Solving a common decision problem is an efficient teaching tool. Closer supervision leads to increased satisfaction and decreased frustration, facilitated by a more structured approach and the anticipation of common errors.

The decision modeling curriculum includes month-long segments in decision analysis, cost-effectiveness analyses, and a project course. In the project course, students solve a decision problem with prespecified assumptions and input variable values, with the expectation that all reach the same answer. At first, students worked in groups of 2 or 3 but more recently work individually; over time, there have been other changes in the course. Originally, the only assignment was an abstract and 10-minute presentation describing their solution, but now periodic homework monitors progress.
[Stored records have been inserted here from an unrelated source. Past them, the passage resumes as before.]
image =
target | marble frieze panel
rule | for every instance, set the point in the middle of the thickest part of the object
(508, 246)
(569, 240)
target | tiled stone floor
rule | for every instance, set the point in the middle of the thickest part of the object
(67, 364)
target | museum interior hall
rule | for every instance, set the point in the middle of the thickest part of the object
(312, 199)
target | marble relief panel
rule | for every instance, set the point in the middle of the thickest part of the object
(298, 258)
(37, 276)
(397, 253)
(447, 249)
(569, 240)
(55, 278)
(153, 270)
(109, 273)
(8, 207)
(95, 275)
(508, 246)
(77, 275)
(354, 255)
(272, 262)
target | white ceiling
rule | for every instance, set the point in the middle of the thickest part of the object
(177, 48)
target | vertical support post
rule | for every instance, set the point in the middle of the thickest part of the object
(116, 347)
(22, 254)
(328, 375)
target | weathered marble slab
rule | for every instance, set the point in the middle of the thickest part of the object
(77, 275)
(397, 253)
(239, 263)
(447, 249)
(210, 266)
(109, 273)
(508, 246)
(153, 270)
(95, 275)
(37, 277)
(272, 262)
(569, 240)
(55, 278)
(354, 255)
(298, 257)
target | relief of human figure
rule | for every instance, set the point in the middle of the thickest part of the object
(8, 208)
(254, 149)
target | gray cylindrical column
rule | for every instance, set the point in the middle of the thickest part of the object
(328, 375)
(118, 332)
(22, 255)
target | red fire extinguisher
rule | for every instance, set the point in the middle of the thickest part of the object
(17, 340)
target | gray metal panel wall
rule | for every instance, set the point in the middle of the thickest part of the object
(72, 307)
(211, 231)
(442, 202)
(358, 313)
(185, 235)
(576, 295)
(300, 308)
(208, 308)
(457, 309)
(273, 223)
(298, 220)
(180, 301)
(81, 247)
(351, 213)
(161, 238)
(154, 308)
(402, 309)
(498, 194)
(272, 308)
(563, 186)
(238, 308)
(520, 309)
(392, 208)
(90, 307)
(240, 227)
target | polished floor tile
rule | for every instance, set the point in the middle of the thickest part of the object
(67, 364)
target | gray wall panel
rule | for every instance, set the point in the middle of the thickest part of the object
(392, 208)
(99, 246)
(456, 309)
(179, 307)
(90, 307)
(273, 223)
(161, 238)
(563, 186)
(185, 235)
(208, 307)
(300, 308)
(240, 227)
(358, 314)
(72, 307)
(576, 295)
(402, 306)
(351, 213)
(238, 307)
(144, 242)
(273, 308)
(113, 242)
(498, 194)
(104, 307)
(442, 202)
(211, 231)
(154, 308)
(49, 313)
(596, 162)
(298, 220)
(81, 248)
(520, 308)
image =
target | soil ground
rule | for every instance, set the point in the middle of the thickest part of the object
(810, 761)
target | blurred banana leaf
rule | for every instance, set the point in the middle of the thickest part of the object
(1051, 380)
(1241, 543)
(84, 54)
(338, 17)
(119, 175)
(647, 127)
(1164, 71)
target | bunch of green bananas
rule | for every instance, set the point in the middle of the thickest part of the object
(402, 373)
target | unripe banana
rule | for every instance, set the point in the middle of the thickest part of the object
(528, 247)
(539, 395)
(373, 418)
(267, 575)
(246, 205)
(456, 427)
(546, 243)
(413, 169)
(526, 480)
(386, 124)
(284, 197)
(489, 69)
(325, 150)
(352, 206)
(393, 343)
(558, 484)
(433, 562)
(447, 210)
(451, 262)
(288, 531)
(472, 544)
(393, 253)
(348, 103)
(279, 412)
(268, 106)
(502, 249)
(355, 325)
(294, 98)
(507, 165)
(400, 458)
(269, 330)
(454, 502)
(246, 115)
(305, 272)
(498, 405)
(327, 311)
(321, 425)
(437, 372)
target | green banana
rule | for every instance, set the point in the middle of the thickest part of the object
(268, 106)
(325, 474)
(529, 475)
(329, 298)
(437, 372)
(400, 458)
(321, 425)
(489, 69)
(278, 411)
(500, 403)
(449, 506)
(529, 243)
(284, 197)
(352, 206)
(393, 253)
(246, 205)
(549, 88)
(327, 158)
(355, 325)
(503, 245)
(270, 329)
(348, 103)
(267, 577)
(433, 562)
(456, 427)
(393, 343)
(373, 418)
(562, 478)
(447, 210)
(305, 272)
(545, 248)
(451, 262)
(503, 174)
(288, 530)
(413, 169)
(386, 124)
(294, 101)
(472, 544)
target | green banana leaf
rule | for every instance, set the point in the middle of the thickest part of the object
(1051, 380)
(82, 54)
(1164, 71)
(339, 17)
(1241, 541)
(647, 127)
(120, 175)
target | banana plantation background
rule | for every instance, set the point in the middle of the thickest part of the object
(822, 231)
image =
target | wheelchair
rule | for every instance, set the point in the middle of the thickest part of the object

Students' results frequently differed significantly from the expected answers. Errors were common in sensitivity analyses and model construction, among other areas. Defensible differences in structural programming decisions were rare. More recently, result ranges have narrowed as stepwise homework ensures progress and areas prone to error are emphasized. Student communication is timelier, facilitated by homework-related questions. Individual, rather than group, work avoids potential problems with weaker students being carried by the more advanced. Student satisfaction has increased, with more beginning their own projects afterward.

Novice medical decision modelers are prone to errors. The purpose of this article is to describe the common errors committed by decision modeling students and the changes made to a structured decision modeling project course in response.